Potency comparisons between SOMOPHYLLIN-CRT and ACCURBRON depend on the specific clinical indication. These are agents from distinct pharmacological classes and are not directly interchangeable by dose. A physician or clinical pharmacist should guide any therapeutic switching decisions.
The standard adult dose of SOMOPHYLLIN-CRT is: Theophylline 400 mg orally once daily (24-hour extended-release). Titrate based on serum theophylline levels; target trough 5-15 mcg/m L.. The standard adult dose of ACCURBRON is: Acetylcysteine 600 mg orally once daily, or 200 mg orally three times daily. Also available as 10% or 20% solution for inhalation: 3-5 m L of 20% solution or 6-10 m L of 10% solution nebulized three to four times daily.. Dosing should always be individualized based on indication, renal and hepatic function, age, and other patient factors.
No direct drug-drug interaction has been formally documented between SOMOPHYLLIN-CRT and ACCURBRON in current clinical databases. However, individual patient risk factors including other medications, organ function, and comorbidities should always be evaluated by a qualified healthcare provider.

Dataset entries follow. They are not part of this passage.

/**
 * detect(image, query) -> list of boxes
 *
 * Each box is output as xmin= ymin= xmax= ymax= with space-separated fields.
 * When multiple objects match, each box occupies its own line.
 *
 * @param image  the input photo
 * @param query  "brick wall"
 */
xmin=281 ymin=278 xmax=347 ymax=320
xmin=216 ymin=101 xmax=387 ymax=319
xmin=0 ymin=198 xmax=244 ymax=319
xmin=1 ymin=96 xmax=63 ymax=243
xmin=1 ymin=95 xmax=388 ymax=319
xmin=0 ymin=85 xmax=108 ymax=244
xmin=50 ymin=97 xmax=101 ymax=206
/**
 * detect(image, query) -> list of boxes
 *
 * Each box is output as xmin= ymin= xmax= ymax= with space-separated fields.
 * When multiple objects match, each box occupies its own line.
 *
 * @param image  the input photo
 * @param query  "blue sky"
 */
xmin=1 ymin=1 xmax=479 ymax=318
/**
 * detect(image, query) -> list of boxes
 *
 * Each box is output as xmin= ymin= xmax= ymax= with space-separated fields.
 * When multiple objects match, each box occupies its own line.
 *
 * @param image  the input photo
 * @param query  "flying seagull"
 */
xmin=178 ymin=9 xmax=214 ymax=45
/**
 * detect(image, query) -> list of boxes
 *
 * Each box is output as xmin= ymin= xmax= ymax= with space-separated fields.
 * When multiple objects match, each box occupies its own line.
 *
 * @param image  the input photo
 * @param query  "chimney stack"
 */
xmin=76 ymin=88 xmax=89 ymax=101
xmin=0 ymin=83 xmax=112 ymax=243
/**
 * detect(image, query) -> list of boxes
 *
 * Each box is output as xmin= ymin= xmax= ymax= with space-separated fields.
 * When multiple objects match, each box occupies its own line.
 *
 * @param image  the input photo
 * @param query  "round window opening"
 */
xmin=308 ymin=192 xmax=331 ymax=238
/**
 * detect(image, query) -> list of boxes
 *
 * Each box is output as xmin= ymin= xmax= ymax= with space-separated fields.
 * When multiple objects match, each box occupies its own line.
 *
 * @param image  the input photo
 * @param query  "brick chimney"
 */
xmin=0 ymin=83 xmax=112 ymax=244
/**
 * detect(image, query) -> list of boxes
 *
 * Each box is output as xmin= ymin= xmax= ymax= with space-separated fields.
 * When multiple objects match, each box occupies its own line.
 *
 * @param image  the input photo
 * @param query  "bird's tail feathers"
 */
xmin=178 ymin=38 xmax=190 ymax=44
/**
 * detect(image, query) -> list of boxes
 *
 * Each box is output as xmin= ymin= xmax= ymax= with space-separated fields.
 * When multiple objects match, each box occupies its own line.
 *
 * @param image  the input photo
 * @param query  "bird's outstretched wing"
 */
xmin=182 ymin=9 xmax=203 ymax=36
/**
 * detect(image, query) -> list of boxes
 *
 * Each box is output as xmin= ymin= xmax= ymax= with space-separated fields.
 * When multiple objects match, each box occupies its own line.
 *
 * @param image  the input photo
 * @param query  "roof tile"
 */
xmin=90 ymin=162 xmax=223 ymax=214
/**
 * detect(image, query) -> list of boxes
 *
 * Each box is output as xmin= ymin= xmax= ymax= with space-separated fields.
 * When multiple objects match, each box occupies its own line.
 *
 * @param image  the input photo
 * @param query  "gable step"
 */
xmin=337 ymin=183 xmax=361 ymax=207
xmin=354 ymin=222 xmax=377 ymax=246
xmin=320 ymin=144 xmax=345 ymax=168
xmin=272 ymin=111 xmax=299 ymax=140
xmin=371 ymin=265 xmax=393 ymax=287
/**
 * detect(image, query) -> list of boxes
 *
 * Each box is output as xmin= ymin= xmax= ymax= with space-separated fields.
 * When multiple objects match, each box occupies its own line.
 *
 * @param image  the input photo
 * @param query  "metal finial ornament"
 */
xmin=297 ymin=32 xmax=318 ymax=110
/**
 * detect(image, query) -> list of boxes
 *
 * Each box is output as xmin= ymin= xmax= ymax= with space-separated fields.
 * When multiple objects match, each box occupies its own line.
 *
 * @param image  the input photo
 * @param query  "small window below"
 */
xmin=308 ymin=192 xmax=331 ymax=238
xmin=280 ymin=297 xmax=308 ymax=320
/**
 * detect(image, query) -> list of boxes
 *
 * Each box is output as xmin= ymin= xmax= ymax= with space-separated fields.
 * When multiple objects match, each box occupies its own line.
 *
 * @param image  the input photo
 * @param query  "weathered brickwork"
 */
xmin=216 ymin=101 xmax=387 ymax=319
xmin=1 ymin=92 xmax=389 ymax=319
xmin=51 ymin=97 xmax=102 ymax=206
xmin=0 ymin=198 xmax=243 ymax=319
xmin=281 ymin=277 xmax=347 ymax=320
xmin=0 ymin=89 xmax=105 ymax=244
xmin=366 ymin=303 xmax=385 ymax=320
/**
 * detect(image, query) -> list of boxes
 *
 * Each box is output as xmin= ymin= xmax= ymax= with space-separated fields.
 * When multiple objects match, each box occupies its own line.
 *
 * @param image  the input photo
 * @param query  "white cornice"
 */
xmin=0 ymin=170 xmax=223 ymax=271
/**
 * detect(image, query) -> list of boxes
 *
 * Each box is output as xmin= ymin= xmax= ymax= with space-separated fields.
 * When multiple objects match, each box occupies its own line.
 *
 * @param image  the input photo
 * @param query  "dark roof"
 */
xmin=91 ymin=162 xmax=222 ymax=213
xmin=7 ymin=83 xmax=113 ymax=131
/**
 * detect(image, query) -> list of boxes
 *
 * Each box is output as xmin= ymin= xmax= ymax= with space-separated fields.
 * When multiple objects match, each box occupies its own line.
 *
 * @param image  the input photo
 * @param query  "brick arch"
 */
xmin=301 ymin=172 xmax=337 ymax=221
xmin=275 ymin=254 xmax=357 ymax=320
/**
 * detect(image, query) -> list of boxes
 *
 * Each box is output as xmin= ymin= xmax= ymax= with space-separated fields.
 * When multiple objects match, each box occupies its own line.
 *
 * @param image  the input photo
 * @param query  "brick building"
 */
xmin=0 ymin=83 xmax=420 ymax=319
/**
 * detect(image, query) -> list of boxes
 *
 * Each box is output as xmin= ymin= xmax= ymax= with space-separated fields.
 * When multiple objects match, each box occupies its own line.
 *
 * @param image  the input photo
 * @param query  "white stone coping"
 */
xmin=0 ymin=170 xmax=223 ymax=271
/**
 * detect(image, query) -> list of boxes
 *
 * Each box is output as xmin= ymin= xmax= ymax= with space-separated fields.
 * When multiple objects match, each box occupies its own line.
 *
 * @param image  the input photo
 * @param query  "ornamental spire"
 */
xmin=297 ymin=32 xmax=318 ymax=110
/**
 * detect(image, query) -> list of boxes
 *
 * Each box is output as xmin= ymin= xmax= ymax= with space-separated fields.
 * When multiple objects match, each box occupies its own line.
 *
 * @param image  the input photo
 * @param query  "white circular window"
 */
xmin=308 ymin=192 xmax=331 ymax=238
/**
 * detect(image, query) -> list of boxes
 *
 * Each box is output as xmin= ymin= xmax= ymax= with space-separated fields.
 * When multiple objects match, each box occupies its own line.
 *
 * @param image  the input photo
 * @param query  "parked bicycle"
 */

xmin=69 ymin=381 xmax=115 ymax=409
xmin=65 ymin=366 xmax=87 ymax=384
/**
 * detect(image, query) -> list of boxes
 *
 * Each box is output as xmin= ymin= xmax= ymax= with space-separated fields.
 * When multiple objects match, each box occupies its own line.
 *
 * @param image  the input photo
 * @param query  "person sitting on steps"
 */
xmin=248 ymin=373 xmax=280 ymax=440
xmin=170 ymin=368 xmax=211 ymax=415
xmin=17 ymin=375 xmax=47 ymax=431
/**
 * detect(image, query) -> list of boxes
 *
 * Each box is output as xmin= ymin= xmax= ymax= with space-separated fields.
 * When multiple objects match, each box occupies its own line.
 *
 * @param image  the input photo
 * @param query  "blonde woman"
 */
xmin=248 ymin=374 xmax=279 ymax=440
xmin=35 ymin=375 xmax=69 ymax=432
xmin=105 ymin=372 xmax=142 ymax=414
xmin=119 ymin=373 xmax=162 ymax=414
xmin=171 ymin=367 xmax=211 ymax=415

The maternal-fetal safety profiles differ. SOMOPHYLLIN-CRT is classified as Category C. Theophylline (active ingredient in SOMOPHYLLIN-CRT) is classified as FDA Pregnancy Category C. First trimester: Limited human data; animal studies show embryotoxicity at high doses. ACCURBRON is classified as Category C. No adequate human data; animal studies show no evidence of teratogenicity. However, use only if clearly needed during pregnancy, especially first trimester.. Always consult a maternal-fetal medicine specialist before taking either drug during pregnancy or lactation.